教育随想(授業づくり・集団づくり・児童理解)

実践、反省、さらに実践・・・

子供たちを相手にして、悩んだり迷ったりしている先生に読んでいただきたいと思っています。
迷うことが、悩むことが先生の良心であり、最も大切な能力ではないのでしょうか。
 わかったことよりわからないこと、できたことよりできなかったことに 心を向けていく先生は 素敵だと思います。

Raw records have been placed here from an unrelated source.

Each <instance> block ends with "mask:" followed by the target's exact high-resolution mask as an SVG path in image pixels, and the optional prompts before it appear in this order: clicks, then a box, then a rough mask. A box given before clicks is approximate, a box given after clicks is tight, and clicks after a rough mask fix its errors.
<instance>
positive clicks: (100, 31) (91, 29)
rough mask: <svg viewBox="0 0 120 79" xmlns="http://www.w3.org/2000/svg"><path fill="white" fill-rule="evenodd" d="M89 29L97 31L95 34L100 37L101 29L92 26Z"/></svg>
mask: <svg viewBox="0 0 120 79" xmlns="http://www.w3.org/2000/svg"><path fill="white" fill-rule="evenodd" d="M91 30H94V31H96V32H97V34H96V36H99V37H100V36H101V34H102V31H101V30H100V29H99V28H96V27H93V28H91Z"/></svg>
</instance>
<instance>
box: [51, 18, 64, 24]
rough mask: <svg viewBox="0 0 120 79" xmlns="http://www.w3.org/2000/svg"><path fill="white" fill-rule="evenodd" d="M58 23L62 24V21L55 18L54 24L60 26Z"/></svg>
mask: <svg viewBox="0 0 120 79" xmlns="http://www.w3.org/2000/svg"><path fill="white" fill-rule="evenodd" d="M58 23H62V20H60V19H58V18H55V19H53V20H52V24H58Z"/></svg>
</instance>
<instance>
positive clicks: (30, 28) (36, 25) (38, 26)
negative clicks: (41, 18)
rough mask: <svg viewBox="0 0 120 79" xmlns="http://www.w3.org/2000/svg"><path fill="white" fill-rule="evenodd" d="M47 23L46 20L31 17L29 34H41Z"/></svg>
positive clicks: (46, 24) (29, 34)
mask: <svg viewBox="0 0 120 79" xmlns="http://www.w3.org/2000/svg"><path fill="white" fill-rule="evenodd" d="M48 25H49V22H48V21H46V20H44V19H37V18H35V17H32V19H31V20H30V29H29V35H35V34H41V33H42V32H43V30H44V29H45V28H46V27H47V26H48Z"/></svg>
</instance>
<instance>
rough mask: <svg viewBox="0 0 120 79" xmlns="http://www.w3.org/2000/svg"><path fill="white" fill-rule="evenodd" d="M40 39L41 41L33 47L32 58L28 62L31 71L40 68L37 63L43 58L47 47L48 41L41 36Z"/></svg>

教育随想 1119回 子供を一旦 野性化させる 解放させる

かよし学級の先生からうかがったことです。
新年度は、なかよしの子供たちは、交流学級にいることが多いそうです。
担任する4人の子供たちの様子を見るために、それぞれの学級を巡回しているということです。
その先生が、「それぞれの学級の雰囲気が大変違うものですね。この差はどこからきているのでしょうか」と質問されました。


新学期の学級。
興奮している子供たちがざわついてる集団。
先生の話を適当に聞き流している集団。
新しい先生に関心をもって聞き入っている集団。
なかには、とても静かで先生の話を聞いている集団。


このなかで一番問題がある集団は、静かな集団です。
先生の威圧なのか、子供が先生に迎合して様子を見ているのか。


子供たちは、新しい担任の先生のもとで、野性化します。
前の学級、担任から解放されるのです。
今までがまんしていた自分を取り戻します期間です。。


この時に、先生が「きまりだ」「静かに」という声を強圧的に発してはいけないのです。
子供たちの本当の実態がわからなくなります。


1.2週間様子を見ます。
意図的に野性化させるのです。
決して放任ではないです。
必要な指示はします。
ただ、細かい指示をだしすぎて子供たちの反感をかってはいけません。


かつて、ある先生が言われたことを思い出します。
その先生は、かなり威圧的に子供たちをしつけます。
2週間ほとで学級が静かになり、先生の指示が的確に入るようになりました。
その先生は「これで子供たちは私の手の中に入りましたよ」と自慢しておられました。
この学級は6月ぐらいから荒れだしました。


早く集団を先生によって整えてしまうとやがてその反動がきます。
そうではなくて、子供たちと対話しながら、子供との気持をつなぎながら集団づくりを行います。
一か月ぐらいはざわつくことがありますが、それは、子供たちのエネルギーの発散なのです。
それぞれの子供たちが自分勝手に発散させている状態です。


授業がおもしろい、自分も参加できるという有能感を持ち始めると、いつのまにか子供たちの様子に落ち着きが見られるようになります。
子供たち一人ひとりのエネルギーが目標に向かって収束します。
この間、2か月ほどの時間が必要です。
ゆっくりじっくりと・・・
子供と学習を通して仲良くなることを先生の目標にします。


ただし、野性化しすぎないこと。